Animal Slippers, the latest in Charles Porter’s celebrated Shallcross (aka “Hearing Voices”) series, is alternately shocking and sublime, a gut punch that leaves readers grounded and gasping but with eyes fixed on a fresh perspective of the mysterious heavens above.
The story is centered, like previous works, on the author’s fictionalized alter-ego Aubrey Shallcross, a “voice-hearer” (the term he prefers to “schizophrenic”). It finds Aubrey recovering from the traumatic events of Shallcross, in which his common-law wife’s stalker held them and their family hostage in an escalating cycle of violence that left Aubrey shot in the head. But new intrigues are afoot: Aubrey discovers the supernatural truth behind recent acts of apparent environmental terrorism, and it turns out his fractured memories might hold the key to identifying an anonymous serial killer from his childhood.

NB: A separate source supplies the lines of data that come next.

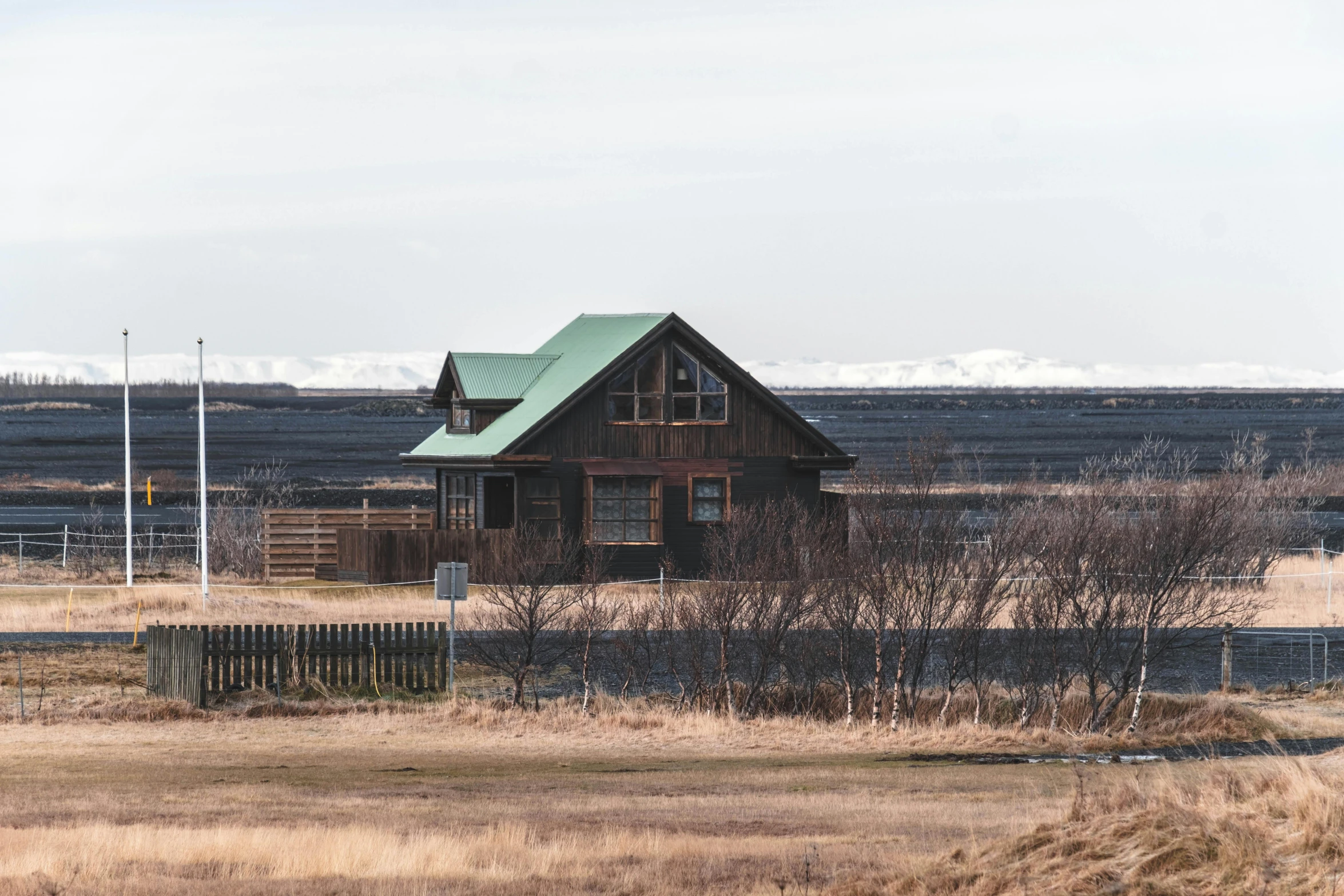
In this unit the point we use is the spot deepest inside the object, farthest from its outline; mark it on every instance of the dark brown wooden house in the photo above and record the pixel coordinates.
(624, 429)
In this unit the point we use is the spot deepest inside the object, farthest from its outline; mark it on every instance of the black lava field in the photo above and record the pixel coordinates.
(355, 439)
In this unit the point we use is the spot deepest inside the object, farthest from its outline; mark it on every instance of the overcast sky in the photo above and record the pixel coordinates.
(1127, 182)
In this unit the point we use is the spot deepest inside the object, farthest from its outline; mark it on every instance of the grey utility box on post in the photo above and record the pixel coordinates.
(451, 582)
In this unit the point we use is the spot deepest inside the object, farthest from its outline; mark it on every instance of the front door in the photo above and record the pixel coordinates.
(498, 503)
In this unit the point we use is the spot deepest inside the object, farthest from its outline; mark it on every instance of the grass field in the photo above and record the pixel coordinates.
(1296, 599)
(105, 791)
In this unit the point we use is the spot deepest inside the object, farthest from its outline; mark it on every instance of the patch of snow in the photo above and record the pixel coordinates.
(410, 370)
(1018, 370)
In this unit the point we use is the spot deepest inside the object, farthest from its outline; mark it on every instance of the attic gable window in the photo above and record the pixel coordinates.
(635, 395)
(697, 393)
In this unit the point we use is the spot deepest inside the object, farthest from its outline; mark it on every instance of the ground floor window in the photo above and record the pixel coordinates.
(542, 507)
(458, 501)
(625, 508)
(709, 499)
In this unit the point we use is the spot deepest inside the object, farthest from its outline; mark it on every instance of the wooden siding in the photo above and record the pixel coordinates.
(753, 480)
(754, 429)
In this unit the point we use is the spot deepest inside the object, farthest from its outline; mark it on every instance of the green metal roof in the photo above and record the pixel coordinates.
(499, 375)
(571, 358)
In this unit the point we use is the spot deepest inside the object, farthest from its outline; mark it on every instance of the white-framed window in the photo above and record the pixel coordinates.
(624, 509)
(635, 395)
(458, 505)
(698, 394)
(709, 499)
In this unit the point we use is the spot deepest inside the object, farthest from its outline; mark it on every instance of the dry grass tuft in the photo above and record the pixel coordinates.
(1230, 829)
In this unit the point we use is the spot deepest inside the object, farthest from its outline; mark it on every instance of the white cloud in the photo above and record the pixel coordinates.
(410, 370)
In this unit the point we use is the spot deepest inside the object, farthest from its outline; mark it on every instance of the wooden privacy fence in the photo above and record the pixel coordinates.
(174, 664)
(378, 556)
(412, 655)
(300, 543)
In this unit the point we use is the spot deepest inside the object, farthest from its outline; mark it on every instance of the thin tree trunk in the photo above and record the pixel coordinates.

Unraveling these disparate threads reveals a fantastical world just beneath the surface of Native American medicine men, ghost-haunted alligators, and psychedelic adventurers that at its core questions the conditions for the very notion of morality.
Porter posits that voices (what Aubrey calls “slippers”) represent departed souls now residing in living minds, human and otherwise. Indeed, two alligator characters are driven by the spirits of Jules Verne and the Seminole Chief Osceola as they conspire with their Seminole accomplices to achieve ecological justice. In this way, Animal Slippers offers a phantasmagorical perspective on the eco-warrior archetype, while steeping it in the gritty tradition of the Floridian crime novel.
From the story’s arresting catalyst (a man confessing the murder of his twin to a hostage he’s holding) to its sudden, altogether satisfying conclusion, Animal Slippers is the work of a brilliant novelist. There are many possible influences on display, from William Boroughs to Jim Harrison, yet Porter offers something special: a universe savage and breathtaking that never loses its sense of humor and, despite all of our delusions and doubts, still manages to make a comforting measure of sense in the end.